Portraits and Landscapes
Erskine Ramsay’s Many Namesakes
By James L. Baggett
Investor, inventor, and self-made man Erskine Ramsay was honored as parents in his adopted state of Alabama began to name their sons after him—hoping the boys would emulate his initiative and philanthropic spirit. Ramsay’s benevolent decision to create bank accounts for nearly one hundred young Erskines—among them jazz great Erskine Ramsay Hawkins—created both gratitude and a troubling precedent.
Becoming Alabama
Quarter by Quarter
By Joseph W. Pearson, Megan L. Bever, and Matthew Downs
In this quarter’s installment of Becoming Alabama, Alabama Heritage takes readers back once again to the Creek War, the Civil War, and the civil rights movement.
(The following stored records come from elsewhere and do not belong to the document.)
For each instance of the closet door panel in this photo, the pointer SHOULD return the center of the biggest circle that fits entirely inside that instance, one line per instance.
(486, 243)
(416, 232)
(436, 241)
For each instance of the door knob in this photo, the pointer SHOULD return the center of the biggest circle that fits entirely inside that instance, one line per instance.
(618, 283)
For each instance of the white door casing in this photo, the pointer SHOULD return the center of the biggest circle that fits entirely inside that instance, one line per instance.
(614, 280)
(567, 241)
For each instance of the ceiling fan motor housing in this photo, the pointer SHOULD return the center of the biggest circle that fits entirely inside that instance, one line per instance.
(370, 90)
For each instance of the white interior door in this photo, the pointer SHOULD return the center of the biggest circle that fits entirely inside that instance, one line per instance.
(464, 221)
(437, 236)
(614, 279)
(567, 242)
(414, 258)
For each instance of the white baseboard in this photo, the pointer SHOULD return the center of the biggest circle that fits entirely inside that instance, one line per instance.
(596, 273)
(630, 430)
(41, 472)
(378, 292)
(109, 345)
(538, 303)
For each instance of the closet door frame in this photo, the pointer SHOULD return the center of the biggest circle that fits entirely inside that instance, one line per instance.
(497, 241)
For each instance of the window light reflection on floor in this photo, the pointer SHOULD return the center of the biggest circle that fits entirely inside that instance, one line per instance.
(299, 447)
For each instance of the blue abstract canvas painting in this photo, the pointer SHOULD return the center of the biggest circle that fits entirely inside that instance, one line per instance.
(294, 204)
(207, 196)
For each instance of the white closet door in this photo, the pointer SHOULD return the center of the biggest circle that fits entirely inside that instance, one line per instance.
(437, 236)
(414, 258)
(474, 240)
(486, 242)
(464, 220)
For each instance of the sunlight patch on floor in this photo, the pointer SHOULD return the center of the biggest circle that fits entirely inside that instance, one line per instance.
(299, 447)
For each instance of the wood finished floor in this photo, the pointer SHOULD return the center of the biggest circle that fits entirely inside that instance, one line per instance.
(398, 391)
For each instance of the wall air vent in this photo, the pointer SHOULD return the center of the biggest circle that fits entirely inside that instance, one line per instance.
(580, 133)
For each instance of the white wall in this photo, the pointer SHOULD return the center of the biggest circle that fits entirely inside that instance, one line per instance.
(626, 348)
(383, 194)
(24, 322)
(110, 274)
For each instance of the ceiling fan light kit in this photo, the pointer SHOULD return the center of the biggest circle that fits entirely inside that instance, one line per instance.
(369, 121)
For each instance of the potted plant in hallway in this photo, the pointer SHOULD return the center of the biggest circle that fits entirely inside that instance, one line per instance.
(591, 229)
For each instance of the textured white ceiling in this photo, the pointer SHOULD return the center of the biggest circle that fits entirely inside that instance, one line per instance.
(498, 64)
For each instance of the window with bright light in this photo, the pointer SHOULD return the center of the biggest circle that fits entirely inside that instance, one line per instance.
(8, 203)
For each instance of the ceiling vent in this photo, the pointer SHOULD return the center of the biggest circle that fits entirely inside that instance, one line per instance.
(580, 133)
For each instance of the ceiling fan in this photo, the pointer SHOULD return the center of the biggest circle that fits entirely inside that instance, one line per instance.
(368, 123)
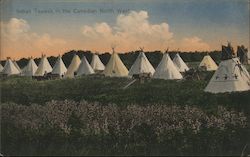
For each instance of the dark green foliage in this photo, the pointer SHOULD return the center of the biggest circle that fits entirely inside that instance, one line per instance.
(70, 128)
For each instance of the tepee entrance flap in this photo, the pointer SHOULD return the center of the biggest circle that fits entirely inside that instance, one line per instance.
(30, 68)
(208, 63)
(96, 63)
(43, 67)
(115, 67)
(180, 64)
(84, 67)
(73, 66)
(141, 65)
(59, 67)
(10, 68)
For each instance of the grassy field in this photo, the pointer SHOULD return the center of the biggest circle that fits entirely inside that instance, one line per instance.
(96, 116)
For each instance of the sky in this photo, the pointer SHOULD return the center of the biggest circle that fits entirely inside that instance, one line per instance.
(53, 27)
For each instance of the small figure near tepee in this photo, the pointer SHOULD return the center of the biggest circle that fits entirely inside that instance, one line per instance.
(97, 64)
(180, 64)
(208, 64)
(141, 65)
(115, 66)
(231, 75)
(166, 69)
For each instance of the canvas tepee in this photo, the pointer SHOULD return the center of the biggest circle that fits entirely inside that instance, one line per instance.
(30, 68)
(180, 64)
(208, 63)
(59, 67)
(231, 76)
(73, 66)
(43, 67)
(17, 66)
(141, 65)
(115, 67)
(1, 68)
(10, 68)
(166, 69)
(96, 63)
(84, 68)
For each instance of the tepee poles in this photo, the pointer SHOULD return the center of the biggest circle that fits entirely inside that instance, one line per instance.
(115, 66)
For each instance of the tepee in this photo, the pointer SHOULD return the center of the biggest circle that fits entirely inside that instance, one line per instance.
(96, 63)
(1, 68)
(43, 67)
(166, 69)
(17, 66)
(10, 68)
(73, 66)
(30, 68)
(208, 63)
(231, 76)
(115, 67)
(59, 67)
(84, 68)
(141, 65)
(180, 64)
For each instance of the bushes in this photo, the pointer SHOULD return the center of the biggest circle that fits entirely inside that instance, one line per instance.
(71, 128)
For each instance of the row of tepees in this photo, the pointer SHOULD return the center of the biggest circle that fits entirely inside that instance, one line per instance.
(230, 75)
(167, 69)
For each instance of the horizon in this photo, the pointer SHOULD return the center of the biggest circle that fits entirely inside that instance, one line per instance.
(30, 28)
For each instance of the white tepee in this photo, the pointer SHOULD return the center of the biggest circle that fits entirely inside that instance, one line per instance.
(17, 66)
(166, 69)
(30, 68)
(1, 68)
(141, 65)
(84, 68)
(10, 68)
(43, 67)
(180, 64)
(96, 63)
(115, 67)
(59, 67)
(73, 66)
(231, 76)
(208, 63)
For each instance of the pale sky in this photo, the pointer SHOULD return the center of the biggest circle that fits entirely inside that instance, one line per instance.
(32, 27)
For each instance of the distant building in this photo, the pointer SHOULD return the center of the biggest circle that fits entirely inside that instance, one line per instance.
(227, 52)
(242, 53)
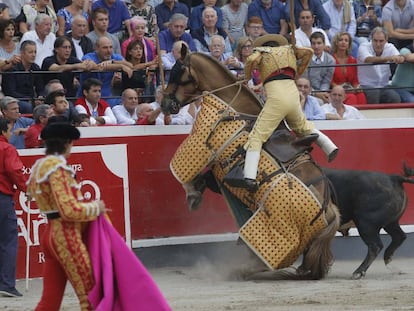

Joseph Pearson recounts the growth of Huntsville (for a moment in time, Twickenham) in the winter of 1811. Megan Bever details the events surrounding Alabama’s secession from the Union in 1861. Finally, Matthew Downs looks at the fearful reactions in Alabama as the University of Georgia faced integration in the winter of 1961.
Editor’s Note: Alabama Heritage, the Summersell Center for Study of the South, the University of Alabama Department of History, and the Alabama Tourism Department offer this department as a part of the statewide “Becoming Alabama” initiative—a cooperative venture of state organizations to commemorate Alabama’s experiences related to the Creek War, the Civil War, and the civil rights movement. Quarter by quarter we will take you to the corresponding seasons 200, 150, and 50 years ago—sometimes describing the most pivotal events, sometimes describing daily life, but always illuminating a world in flux. We will wait for the ultimate outcomes as our forbears did—over time.
Recollections
Charles Patrick and the Price of Truth
By Mignette Y. Patrick Dorsey
When Birmingham resident Charles Patrick went to purchase a Boy Scout uniform for his son in 1954, he did not know that the unsuccessful shopping trip would come to define the rest of his life. Patrick, an African American, reprimanded a local woman for stealing the parking place he was waiting for. He was arrested and beaten for his admonishment. His decision to speak truthfully about the abuse he suffered created an early groundswell towards the civil rights movement.
AH Update
In Search of Missing Markers
By Gayle Thomas
For approximately sixty years, the Alabama Historical Association has placed markers denoting significant historical and cultural sites in Alabama. As time passed, some of those markers disappeared, the victims of damage, destruction, or road closings. Gayle Thomas set out with husband Ron on a county-by-county adventure to locate the markers, and she solicits our help tracking down those markers that have yet to turn up.
The Natural Journal
Professor De Vries and the Evening Primrose Path
In this quarter’s installment of Nature Journal, Larry Davenport weaves the story of Hugo De Vries, a Dutch geneticist whose work on the evening primrose led him all the way to Alabama. In the process, Davenport ruminates on all sorts of ancestry, from genetic to academic.
Reading the Southern Past
Honoring the Confederate Dead: Grounds to Conciliation
Stephen Goldfarb explores efforts by southerners to memorialize the Confederate dead during the Reconstruction era. This quarter’s review considers Burying the Dead but Not the Past: Ladies’ Memorial Associations and the Lost Cause (University of North Carolina Press, 2008) by Caroline E. Janney and The Golden Age of Battlefield Preservation: The Decade of the 1890s and the Establishment of America’s First Five Military Parks (University of Tennessee Press, 2008) by Timothy B. Smith.